POST dest1/_split/dest3
{
"settings": {
"index.number_of_shards": 12,
"index.blocks.write": null
}
}
In this example, the original index
dest1 is split into the new index
dest3 by using the
_split API. The number of primary shards for the new index is 12, and data write operations
are enabled for the new index.
Notice
- The number of primary shards for the original index is 2, and the index.number_of_routing_shards parameter is set to 24. In this case, the number of primary shards for the new index
must be a multiple of 2 and cannot exceed 24. Otherwise, an error is reported in the
Kibana console.
- During the split, the system merges the segments on nodes. This operation consumes
the computing resources of the Elasticsearch cluster and increases the loads on the
cluster. Therefore, before you split an index, you must make sure that your Elasticsearch
cluster has sufficient disk space. We recommend that you split indexes during off-peak
hours.
- You must replace dest1 and dest3 in the preceding commands based on your business requirements.
- View the result.
Call the
_cat recovery API to query the index split progress. If no recoveries about shard split are returned
and the Elasticsearch cluster is healthy, the index split is complete.

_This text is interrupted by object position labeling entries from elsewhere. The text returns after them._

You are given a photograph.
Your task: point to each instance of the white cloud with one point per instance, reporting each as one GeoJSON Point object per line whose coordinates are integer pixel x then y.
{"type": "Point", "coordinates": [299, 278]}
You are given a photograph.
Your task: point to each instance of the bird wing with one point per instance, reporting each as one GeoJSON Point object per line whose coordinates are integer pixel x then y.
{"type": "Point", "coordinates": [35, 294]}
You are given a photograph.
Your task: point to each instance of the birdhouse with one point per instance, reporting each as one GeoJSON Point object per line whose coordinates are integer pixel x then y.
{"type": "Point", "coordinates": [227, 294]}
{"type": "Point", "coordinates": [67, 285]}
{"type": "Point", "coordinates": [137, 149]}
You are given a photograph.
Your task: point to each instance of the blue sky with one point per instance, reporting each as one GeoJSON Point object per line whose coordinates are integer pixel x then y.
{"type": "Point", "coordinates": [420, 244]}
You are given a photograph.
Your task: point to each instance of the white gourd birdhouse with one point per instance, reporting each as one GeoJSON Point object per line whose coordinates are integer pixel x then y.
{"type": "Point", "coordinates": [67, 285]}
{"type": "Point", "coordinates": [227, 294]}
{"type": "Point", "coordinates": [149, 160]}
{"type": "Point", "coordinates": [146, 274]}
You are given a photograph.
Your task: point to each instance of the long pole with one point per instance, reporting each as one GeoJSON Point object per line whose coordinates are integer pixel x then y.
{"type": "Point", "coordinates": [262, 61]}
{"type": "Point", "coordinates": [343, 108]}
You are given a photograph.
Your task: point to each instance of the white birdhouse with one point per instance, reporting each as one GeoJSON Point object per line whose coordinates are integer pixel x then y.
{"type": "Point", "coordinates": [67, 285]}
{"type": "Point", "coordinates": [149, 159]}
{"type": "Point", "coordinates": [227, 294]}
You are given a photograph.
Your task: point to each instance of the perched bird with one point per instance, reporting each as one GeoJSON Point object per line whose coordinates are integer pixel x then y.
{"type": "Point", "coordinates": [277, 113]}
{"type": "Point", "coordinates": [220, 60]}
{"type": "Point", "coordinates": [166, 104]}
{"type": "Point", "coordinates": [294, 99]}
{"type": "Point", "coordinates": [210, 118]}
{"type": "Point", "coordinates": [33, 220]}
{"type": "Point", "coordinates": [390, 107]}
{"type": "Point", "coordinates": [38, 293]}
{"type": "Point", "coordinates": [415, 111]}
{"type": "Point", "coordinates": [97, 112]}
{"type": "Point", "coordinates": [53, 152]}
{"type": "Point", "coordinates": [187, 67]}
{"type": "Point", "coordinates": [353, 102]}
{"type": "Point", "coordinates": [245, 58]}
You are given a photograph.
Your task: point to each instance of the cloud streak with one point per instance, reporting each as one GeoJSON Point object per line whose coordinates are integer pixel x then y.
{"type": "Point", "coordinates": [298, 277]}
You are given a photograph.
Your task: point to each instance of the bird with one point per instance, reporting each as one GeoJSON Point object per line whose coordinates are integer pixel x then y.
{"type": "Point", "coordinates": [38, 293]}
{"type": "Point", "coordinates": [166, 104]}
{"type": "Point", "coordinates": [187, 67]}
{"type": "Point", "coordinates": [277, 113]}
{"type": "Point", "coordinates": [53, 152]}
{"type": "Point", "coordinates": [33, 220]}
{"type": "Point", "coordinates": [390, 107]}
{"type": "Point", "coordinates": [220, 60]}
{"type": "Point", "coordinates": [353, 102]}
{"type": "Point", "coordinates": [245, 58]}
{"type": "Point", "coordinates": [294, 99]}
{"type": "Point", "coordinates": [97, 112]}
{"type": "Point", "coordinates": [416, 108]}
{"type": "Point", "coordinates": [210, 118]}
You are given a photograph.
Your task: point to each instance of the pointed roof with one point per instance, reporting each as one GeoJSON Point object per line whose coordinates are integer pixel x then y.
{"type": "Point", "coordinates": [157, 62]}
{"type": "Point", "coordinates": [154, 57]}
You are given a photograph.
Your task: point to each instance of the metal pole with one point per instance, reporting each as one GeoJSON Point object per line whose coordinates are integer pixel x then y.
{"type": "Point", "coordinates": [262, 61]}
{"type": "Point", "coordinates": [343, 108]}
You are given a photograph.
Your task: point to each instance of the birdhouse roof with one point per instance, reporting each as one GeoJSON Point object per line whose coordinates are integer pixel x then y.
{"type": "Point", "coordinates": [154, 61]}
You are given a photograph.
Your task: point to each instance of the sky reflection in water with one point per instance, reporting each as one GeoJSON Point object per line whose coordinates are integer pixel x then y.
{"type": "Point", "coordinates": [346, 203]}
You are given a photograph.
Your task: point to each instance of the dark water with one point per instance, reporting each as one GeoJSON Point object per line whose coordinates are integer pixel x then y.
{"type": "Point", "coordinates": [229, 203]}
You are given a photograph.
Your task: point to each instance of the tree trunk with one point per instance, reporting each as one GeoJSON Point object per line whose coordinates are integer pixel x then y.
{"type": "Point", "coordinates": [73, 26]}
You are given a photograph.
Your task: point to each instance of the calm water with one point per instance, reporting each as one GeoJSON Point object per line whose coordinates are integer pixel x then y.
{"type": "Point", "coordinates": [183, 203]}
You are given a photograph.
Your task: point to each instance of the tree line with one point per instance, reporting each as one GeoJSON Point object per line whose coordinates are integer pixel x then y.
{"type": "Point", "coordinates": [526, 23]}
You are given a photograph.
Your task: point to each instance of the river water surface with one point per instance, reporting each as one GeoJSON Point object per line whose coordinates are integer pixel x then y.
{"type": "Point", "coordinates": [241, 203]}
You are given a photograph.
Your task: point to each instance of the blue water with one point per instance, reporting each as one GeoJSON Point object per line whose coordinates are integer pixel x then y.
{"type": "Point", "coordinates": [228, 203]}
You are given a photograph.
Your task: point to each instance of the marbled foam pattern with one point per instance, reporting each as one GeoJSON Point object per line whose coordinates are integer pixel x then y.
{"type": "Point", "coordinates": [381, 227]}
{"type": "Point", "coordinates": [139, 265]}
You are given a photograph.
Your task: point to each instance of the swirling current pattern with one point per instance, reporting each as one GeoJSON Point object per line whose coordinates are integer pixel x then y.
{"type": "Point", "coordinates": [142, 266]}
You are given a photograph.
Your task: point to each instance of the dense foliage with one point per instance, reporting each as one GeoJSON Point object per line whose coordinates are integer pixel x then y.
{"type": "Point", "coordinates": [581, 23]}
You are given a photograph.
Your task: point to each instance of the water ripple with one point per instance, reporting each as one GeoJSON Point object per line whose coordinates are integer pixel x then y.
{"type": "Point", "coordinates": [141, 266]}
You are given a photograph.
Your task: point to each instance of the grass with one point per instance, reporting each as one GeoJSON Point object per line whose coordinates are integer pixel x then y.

- Query the index split progress
GET _cat/recovery?v&active_only
If no index that is waiting to be split is displayed in the index column in the returned result, no recoveries about index split exist.
- Query the health status of the Elasticsearch cluster
GET _cluster/health
If the returned result contains "status" : "green", the Elasticsearch cluster is healthy.
FAQ
Q: Why are the CPU utilization and minute-average load of each data node in my Elasticsearch
cluster not reduced after the index split operation is complete?
A: When you split an index, the system reroutes the documents in the index, and the
new index contains a large number of docs.deleted documents. If you run the GET _nodes/hot_threads command, you can view that a merge operation is being performed on the original index.
The merge operation consumes a large number of computing resources of the Elasticsearch
cluster. We recommend that you split indexes during off-peak hours.